One question that I get asked quite a bit by attendees are my clients that we consult with is if we have a limited budget to make improvements to our site, should we invest it in improving our internal search, giving people better search results, or should we invest in improving our information architecture and the visible navigation that’s available to users on the page? How do you know? How do you decide which one deserves your research dollars?
Well, to answer that question, let’s first back up. What is it that makes someone use search versus navigation? People are likely to use search if they know that your site searches a whole universe. So something like Google or YouTube or Amazon, people are generally pretty confident that if they take the time to type in a search query, they’re going to get results that get them closer to their goal. Now, many sites don’t have that luxury. Not all users are aware of the whole scope of our offerings. Wouldn’t that be nice? So instead, users will look to navigation to help learn about this Web site’s offerings. What is it that we offer? What can we provide in terms of services or help or support? So for that reason, for many cases, your navigation is going to be critical. Now, one other reason why it’s often really useful to invest in better navigation and categories is because search requires a lot of effort.

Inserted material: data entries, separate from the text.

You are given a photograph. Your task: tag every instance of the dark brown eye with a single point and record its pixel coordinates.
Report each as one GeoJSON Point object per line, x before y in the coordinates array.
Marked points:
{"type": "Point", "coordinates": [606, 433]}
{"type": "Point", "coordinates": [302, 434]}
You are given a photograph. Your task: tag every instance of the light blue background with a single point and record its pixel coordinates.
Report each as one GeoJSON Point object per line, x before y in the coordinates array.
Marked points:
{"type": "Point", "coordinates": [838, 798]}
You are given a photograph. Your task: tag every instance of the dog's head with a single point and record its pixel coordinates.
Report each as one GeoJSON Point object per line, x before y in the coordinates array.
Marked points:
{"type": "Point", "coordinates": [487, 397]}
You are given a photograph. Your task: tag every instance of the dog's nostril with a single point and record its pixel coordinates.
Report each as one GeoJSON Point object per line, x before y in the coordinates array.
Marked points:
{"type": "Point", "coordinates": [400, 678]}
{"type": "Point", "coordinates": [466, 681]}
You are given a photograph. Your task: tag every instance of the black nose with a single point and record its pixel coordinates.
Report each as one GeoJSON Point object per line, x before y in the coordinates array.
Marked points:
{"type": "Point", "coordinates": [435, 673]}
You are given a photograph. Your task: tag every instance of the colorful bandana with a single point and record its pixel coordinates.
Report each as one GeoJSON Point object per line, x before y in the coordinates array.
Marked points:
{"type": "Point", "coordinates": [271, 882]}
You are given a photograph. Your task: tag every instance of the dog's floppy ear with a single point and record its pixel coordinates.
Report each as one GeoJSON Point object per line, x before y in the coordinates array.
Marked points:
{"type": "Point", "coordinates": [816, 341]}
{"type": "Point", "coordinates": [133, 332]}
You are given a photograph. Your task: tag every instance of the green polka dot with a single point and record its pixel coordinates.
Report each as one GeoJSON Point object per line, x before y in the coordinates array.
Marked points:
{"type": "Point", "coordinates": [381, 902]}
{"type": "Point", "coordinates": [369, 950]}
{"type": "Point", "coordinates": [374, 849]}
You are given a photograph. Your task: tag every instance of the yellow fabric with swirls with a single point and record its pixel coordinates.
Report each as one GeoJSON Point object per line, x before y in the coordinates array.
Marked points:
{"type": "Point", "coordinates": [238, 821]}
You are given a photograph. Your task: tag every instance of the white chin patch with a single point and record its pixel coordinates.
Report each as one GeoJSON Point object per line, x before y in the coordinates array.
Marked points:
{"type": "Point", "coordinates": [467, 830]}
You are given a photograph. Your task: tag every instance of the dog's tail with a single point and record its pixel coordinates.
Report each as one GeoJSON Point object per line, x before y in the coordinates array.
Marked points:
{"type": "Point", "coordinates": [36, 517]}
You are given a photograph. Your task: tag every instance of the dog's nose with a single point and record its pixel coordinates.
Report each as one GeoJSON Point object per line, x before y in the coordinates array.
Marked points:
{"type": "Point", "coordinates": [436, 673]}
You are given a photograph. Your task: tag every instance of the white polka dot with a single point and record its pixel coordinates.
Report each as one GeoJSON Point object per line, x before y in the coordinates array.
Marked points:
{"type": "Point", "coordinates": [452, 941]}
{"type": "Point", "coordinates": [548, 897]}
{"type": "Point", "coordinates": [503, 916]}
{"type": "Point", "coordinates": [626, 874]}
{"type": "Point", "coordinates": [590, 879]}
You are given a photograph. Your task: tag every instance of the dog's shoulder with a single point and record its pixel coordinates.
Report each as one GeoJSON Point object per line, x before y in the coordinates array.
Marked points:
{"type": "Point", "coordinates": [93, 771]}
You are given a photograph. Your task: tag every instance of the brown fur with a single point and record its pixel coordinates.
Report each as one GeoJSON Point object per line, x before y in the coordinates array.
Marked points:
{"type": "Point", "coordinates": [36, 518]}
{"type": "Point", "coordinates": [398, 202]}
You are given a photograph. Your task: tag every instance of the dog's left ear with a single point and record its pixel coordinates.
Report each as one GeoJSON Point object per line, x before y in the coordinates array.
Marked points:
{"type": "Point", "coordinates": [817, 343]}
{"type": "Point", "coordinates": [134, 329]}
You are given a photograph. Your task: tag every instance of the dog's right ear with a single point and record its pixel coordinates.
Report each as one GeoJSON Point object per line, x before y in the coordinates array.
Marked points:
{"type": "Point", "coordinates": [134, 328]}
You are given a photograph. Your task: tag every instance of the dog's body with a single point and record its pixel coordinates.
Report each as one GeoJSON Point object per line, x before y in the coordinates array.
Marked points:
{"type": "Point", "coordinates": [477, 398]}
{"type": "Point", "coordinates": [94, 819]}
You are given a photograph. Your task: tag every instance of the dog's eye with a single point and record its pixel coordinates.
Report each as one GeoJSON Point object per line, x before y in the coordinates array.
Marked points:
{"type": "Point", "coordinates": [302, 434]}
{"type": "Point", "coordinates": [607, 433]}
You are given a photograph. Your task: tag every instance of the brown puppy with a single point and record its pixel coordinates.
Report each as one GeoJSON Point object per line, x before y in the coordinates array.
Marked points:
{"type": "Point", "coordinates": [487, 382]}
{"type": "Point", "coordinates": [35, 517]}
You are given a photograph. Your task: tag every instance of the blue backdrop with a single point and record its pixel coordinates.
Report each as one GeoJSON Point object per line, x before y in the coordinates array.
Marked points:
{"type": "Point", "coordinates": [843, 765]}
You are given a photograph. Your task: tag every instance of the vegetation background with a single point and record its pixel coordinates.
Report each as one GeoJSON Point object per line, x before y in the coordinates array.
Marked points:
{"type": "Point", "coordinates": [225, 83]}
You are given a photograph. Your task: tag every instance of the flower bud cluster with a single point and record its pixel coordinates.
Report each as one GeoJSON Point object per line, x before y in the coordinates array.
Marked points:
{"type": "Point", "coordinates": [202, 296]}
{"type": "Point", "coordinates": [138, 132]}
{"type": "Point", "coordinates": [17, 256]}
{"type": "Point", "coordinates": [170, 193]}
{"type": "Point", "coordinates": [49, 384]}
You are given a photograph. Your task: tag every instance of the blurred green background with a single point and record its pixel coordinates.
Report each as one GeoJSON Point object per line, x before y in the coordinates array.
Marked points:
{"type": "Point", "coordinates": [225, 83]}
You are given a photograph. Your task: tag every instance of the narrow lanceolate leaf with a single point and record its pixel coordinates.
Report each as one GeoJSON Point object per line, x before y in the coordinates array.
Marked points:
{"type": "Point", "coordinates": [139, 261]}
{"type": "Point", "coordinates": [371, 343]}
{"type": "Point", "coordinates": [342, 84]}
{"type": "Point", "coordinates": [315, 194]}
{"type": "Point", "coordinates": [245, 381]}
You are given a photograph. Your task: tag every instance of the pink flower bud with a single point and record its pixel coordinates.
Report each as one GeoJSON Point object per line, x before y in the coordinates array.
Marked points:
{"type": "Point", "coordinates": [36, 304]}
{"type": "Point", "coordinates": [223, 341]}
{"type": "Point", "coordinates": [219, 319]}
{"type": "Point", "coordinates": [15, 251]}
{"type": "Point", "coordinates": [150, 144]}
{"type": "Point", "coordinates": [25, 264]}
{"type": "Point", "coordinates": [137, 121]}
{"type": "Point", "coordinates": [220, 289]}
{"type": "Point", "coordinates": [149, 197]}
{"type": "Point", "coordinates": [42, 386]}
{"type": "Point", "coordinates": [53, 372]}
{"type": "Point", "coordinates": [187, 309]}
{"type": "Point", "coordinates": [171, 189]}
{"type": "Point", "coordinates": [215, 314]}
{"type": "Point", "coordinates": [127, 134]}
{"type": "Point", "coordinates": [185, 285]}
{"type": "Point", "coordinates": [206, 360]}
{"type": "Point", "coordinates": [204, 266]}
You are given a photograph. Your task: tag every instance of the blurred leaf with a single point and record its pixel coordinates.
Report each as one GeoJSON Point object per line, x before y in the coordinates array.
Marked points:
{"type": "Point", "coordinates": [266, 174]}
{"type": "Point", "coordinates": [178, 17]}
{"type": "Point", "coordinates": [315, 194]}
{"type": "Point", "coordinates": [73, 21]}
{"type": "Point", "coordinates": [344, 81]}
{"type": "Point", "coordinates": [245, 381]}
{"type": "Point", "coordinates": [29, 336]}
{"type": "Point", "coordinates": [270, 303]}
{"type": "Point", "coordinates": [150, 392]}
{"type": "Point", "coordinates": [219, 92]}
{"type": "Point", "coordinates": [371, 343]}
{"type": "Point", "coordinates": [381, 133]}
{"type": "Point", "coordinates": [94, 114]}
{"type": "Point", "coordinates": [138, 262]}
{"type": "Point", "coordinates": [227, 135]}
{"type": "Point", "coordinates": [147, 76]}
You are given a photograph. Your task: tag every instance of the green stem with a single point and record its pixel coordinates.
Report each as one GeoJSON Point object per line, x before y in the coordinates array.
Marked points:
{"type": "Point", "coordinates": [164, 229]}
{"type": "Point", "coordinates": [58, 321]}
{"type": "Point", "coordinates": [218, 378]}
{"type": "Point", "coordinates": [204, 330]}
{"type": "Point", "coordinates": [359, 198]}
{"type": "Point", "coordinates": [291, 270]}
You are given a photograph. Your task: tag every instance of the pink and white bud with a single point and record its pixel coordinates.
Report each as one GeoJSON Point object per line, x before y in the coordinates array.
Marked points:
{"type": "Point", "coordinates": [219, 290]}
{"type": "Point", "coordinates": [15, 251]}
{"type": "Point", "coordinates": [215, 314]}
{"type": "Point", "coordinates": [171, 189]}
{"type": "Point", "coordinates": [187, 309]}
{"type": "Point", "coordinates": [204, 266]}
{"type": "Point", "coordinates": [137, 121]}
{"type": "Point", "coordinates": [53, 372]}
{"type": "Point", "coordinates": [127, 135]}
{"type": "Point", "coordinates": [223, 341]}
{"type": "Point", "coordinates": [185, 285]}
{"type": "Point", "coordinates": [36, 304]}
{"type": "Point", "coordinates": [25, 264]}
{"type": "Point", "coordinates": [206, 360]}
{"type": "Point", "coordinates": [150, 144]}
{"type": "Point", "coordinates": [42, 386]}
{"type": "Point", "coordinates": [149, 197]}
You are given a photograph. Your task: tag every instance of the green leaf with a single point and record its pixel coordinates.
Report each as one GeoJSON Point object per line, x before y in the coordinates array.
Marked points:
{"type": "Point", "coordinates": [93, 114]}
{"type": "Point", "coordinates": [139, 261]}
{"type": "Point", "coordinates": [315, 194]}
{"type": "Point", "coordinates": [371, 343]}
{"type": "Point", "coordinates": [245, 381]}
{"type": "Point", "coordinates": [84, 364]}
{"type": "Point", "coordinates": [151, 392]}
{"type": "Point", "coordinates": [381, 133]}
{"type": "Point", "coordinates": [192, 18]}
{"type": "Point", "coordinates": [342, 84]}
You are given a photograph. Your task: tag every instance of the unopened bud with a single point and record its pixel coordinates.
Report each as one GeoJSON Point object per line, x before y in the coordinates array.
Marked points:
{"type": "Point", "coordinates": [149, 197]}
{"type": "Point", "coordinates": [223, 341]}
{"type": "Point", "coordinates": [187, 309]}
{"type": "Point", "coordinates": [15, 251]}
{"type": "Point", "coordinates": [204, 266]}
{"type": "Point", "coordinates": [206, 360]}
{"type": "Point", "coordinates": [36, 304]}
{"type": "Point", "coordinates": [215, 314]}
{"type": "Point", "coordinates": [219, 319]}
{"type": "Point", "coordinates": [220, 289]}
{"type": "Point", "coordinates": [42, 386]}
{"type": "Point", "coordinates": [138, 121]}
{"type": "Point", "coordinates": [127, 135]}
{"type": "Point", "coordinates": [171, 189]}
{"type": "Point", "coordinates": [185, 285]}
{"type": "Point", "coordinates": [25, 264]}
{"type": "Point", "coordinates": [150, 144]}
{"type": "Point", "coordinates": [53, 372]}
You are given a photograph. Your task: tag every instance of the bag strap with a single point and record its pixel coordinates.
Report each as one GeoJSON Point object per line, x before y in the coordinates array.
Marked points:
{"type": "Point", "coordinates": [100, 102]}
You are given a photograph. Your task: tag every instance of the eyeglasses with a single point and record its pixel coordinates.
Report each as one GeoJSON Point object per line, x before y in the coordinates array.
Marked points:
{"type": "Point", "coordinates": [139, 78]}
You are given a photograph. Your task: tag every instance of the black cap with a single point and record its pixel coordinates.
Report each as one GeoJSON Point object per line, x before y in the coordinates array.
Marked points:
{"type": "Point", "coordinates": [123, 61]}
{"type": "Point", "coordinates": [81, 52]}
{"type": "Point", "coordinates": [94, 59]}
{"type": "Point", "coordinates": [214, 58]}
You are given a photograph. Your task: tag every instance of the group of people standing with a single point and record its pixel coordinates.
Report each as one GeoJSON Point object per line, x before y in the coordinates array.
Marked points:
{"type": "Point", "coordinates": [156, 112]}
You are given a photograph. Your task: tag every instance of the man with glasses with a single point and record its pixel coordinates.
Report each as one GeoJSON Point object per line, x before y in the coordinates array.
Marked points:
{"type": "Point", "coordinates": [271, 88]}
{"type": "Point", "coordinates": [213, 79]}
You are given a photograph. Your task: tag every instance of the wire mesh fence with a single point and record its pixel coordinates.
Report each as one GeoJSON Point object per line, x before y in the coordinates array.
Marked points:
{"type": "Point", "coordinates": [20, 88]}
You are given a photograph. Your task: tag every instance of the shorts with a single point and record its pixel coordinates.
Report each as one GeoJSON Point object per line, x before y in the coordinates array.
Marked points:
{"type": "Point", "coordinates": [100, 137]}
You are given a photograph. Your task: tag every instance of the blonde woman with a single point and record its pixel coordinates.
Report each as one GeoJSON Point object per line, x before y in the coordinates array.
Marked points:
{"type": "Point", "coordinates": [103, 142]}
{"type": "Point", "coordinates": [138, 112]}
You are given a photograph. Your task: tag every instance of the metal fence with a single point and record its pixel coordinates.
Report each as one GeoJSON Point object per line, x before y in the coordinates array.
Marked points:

People have to actually take the time to recall a keyword that’s going to help them. They have to think about what’s the best way that the site is going to know what I want. Now, let me type that in. And speaking of typing, typing can be pretty effortful, especially if it’s on a touch screen like a mobile device or a tablet. So there’s a high burden to search and there’s a high risk that when a user does a search that they’re going to get no results. So for that reason, you really want to make sure that your navigation categories help do that work, of providing the user with a sense of what’s in the information space. They’re more likely to be able to discover information that they didn’t know was there, and they’ll more likely to be able to find information that they came looking for. On the other hand, you might decide to invest in search if you’re confident that your users expect search to be the primary way to navigate on your site. And if you’re confident that your users know the whole range of your product offerings. But for the vast majority of cases, the short answer is you’re going to have to invest in both.